Here's one solution. Remember that the time complexity is factorial, and that if you're storing all the permutations then the space required is also factorial. You're not going to be able to do very many strings.
void CalculatePermutations(unsigned long permSize, const char** candidates, const char** currentPerm, unsigned long currentPermIdx, const char** ouputBuffer, unsigned long* nextOutputIdx)
{
//base case (found a single permutation)
if(currentPermIdx >= permSize){
unsigned long i = 0;
for(i = 0; i < permSize; ++i){
ouputBuffer[*nextOutputIdx] = currentPerm[i];
(*nextOutputIdx)++;
}
return;
}
//recursive case
unsigned long i = 0;
for(i = 0; i < permSize; ++i){
if(candidates[i]){
currentPerm[currentPermIdx] = candidates[i]; //choose this candidate
candidates[i] = NULL; //mark as no longer a candidate
CalculatePermutations(permSize, candidates, currentPerm, currentPermIdx + 1, ouputBuffer, nextOutputIdx);
candidates[i] = currentPerm[currentPermIdx]; //restore this as a possible candidate
}
}
}
int main(int argc, char** argv)
{
const char* allStrings[8] = {"0", "1", "2", "3", "4", "5", "6", "7"};
static const char* allPermutations[322560]; // = fact(8) * 8
const char* permBuffer[8];
unsigned long nextOutputIdx = 0;
CalculatePermutations(8, allStrings, permBuffer, 0, allPermutations, &nextOutputIdx);
for(unsigned long i = 0; i < 322560; ++i){
printf("%s", allPermutations[i]);
if(i % 8 == 7){
printf("\n");
} else {
printf(", ");
}
}
return 0;
}

here my code that give us the r-permutation of a n! possible permutations.
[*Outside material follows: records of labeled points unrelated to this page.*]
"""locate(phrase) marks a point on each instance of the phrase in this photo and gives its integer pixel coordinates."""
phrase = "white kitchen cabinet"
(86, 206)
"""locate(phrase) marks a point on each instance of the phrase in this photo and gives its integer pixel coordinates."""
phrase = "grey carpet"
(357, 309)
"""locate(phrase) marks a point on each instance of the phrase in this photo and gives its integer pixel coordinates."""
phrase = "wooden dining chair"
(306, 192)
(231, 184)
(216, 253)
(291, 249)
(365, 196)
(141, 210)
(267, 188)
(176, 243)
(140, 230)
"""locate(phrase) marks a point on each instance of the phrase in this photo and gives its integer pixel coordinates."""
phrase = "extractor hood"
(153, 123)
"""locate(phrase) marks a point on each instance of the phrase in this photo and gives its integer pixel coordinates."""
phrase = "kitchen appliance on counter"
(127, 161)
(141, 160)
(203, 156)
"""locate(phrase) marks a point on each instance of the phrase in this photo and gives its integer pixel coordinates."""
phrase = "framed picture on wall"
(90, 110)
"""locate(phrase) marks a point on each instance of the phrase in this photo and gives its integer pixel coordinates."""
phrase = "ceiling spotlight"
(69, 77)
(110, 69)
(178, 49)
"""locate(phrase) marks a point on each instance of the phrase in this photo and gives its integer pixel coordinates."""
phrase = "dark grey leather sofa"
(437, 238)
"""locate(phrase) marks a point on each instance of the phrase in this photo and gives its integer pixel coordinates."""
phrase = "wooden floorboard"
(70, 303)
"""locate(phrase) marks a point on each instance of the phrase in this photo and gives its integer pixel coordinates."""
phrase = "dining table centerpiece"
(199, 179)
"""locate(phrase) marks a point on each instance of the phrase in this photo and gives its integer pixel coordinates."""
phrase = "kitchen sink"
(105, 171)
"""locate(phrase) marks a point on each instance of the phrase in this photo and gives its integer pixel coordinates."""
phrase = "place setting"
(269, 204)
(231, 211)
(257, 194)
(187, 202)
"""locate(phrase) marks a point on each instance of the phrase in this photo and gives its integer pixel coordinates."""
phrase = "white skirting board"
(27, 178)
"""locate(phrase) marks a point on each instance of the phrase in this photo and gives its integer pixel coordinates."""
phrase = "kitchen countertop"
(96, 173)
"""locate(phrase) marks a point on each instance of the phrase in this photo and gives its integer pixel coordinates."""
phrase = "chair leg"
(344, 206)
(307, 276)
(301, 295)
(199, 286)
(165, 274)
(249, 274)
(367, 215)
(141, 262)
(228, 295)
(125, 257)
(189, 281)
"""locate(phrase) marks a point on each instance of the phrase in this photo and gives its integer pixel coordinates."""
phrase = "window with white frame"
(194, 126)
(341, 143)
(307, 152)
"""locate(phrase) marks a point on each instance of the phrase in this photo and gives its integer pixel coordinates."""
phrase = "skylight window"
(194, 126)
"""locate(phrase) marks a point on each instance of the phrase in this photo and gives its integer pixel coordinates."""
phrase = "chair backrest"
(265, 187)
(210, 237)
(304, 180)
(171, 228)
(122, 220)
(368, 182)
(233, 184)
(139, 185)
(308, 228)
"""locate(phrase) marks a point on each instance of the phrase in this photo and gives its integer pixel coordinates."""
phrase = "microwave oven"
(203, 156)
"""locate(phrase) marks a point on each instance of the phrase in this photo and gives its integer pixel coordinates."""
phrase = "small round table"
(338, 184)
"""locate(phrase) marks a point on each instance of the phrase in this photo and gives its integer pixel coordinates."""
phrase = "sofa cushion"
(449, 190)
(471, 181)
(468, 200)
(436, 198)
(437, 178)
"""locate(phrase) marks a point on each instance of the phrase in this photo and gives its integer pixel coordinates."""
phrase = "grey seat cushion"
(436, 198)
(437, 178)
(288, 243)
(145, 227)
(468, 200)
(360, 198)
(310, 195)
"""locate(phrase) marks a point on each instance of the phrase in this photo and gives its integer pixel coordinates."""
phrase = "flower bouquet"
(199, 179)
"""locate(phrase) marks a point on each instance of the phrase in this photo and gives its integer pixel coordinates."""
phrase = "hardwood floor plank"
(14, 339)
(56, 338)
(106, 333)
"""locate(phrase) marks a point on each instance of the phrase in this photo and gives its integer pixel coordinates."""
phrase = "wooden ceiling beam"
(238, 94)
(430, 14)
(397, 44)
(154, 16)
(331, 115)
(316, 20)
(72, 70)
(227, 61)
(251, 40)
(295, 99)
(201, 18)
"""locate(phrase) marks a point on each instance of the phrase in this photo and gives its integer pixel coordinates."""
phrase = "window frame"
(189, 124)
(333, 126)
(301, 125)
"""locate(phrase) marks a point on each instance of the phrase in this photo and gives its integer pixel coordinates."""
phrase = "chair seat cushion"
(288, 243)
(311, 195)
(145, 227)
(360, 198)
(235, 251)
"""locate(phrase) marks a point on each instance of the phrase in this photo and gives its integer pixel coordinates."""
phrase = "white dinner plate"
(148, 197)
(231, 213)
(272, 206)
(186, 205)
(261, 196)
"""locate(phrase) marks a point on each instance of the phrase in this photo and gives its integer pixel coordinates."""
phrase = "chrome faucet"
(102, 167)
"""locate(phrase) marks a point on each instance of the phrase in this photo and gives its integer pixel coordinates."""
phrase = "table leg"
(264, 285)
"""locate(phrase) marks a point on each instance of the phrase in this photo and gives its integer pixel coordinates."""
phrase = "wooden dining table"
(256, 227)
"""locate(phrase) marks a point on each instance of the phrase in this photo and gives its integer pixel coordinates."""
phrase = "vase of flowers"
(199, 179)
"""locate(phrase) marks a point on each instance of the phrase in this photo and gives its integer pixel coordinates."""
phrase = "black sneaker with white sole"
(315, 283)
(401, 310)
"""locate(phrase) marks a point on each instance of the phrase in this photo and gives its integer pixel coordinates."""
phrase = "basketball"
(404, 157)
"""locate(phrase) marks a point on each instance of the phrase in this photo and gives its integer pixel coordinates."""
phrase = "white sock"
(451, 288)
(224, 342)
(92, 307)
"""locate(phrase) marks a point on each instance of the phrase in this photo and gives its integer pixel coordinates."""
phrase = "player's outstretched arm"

Code works with all kind of size (I only check with 3!, 4!, 5! and 8! and always works correct, so I suppouse that works right):
#include <stdio.h>
#include <stdint.h>
enum { NPER = 4, };
static const char *DukeQuote[NPER] = {
"Shake it, baby!",
"You wanna dance?",
"Suck it down!",
"Let's rock!",
};
void fill(const uint32_t, uint32_t * const);
void fact(const uint32_t, uint32_t * const);
void perm(uint32_t, const uint32_t, const uint32_t * const, uint32_t * const);
int main(void)
{
uint32_t f[NPER+1];
uint32_t p[NPER];
uint32_t r, s;
/* Generate look-up table for NPER! factorial */
fact(NPER, f);
/* Show all string permutations */
for(r = 0; r < f[NPER]; r++)
{
perm(r, NPER, f, p);
for(s = 0; s < NPER; s++)
printf("%s, ", DukeQuote[p[s]]);
printf("\n");
}
return 0;
}
/* Generate look-up table for n! factorial.
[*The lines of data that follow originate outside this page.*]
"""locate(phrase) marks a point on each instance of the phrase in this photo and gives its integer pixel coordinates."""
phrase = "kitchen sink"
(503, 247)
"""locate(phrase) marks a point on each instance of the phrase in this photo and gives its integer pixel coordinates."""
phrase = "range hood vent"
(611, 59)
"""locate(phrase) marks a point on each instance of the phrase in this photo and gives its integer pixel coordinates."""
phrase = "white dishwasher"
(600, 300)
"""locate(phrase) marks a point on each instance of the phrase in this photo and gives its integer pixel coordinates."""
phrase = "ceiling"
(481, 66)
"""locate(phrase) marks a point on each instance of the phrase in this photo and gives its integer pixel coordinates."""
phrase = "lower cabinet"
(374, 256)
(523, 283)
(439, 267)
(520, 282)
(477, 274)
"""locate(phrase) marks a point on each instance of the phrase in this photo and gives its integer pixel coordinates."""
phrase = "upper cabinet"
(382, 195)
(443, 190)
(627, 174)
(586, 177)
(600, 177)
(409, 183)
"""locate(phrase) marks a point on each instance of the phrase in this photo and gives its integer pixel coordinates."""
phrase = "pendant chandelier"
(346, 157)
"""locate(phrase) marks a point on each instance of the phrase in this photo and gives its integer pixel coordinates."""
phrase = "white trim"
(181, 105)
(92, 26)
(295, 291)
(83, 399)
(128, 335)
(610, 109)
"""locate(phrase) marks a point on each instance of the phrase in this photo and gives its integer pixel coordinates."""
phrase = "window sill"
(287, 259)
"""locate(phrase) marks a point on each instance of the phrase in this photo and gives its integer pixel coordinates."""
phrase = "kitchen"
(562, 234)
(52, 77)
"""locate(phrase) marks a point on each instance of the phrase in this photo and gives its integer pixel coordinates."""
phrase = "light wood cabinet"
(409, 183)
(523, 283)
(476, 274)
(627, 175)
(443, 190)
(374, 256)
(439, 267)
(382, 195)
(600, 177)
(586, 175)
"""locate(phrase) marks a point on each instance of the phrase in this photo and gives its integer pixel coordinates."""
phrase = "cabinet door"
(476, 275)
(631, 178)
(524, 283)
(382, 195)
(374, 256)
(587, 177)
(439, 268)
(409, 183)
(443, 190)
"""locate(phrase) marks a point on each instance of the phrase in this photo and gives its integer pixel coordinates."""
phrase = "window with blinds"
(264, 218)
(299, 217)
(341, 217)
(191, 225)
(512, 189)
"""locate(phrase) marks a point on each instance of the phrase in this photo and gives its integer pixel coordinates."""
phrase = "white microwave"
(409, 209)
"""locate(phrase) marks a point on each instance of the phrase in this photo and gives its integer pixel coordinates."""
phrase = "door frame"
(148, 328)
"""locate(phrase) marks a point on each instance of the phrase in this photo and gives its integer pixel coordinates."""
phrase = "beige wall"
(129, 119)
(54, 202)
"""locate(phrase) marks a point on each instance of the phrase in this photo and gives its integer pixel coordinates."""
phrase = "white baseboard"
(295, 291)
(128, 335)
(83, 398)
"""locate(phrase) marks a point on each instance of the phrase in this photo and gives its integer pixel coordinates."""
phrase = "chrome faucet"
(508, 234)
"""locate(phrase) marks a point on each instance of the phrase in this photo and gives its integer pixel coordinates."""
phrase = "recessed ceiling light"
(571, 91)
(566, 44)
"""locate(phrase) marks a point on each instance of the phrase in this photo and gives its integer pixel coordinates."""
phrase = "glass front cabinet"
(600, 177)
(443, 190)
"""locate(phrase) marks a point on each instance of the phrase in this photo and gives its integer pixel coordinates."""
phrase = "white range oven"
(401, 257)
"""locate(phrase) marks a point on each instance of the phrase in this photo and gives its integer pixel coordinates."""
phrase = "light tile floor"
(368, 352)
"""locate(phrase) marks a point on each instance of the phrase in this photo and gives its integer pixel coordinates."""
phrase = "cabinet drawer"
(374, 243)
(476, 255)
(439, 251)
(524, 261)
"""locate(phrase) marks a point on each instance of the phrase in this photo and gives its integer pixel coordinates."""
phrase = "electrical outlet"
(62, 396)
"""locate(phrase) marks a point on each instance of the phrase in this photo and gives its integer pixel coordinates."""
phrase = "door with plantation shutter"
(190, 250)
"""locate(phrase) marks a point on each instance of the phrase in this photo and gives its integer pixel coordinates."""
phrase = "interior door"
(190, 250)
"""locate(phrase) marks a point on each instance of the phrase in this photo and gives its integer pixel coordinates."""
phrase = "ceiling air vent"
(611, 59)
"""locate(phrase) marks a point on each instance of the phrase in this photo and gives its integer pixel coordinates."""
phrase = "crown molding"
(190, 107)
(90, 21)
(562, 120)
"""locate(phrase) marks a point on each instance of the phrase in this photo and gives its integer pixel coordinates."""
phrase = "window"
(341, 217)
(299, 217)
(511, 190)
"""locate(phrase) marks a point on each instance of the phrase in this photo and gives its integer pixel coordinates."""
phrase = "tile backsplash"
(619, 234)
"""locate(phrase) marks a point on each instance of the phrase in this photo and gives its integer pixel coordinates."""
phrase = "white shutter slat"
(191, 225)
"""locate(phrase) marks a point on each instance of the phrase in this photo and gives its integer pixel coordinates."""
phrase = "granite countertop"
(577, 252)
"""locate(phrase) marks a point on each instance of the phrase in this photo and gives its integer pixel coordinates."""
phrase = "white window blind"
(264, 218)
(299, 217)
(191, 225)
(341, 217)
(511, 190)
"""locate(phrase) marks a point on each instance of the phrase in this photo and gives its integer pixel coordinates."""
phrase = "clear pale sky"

That's a trick to improve execution */
void fact(const uint32_t n, uint32_t * const f)
{
uint32_t k;
for(f[0] = 1, k = 1; k <= n; k++)
f[k] = f[k-1] * k;
}
/* Fill the vector starting to 0 up to n-1 */
void fill(const uint32_t n, uint32_t * const p)
{
uint32_t i;
for(i = 0; i < n; i++)
p[i] = i;
}
/* Give us the r-permutation of n! possible permutations.
r-permutation will be inside p vector */
void perm(uint32_t r, const uint32_t n, const uint32_t * const f, uint32_t * const p)
{
uint32_t i, j;
fill(n, p);
for(i = n-1; i > 0; i--)
{
uint32_t s;
j = r / f[i];
r %= f[i];
s = p[j];
for(; j < i; j++)
p[j] = p[j+1];
p[i] = s;
}
}
For instance, if you want the first permutation of 4! possibles then:
perm(0, 4, f, p)
where p will have:
p = [3, 2, 1, 0]
Take care, 0 is 1th, 1 is 2th, and so on.
You can use p[i] like indices in your string array, how I've used in DukeQuote array.
PD1: This code implements the correct definition of a permutation (A r-permutation is a bijection. The cardinal of the set of all bijections N_n to N_n is exactly n!)
PD2: I hope that my mistakes in my poor English doesn't influence in the goal of my explanation.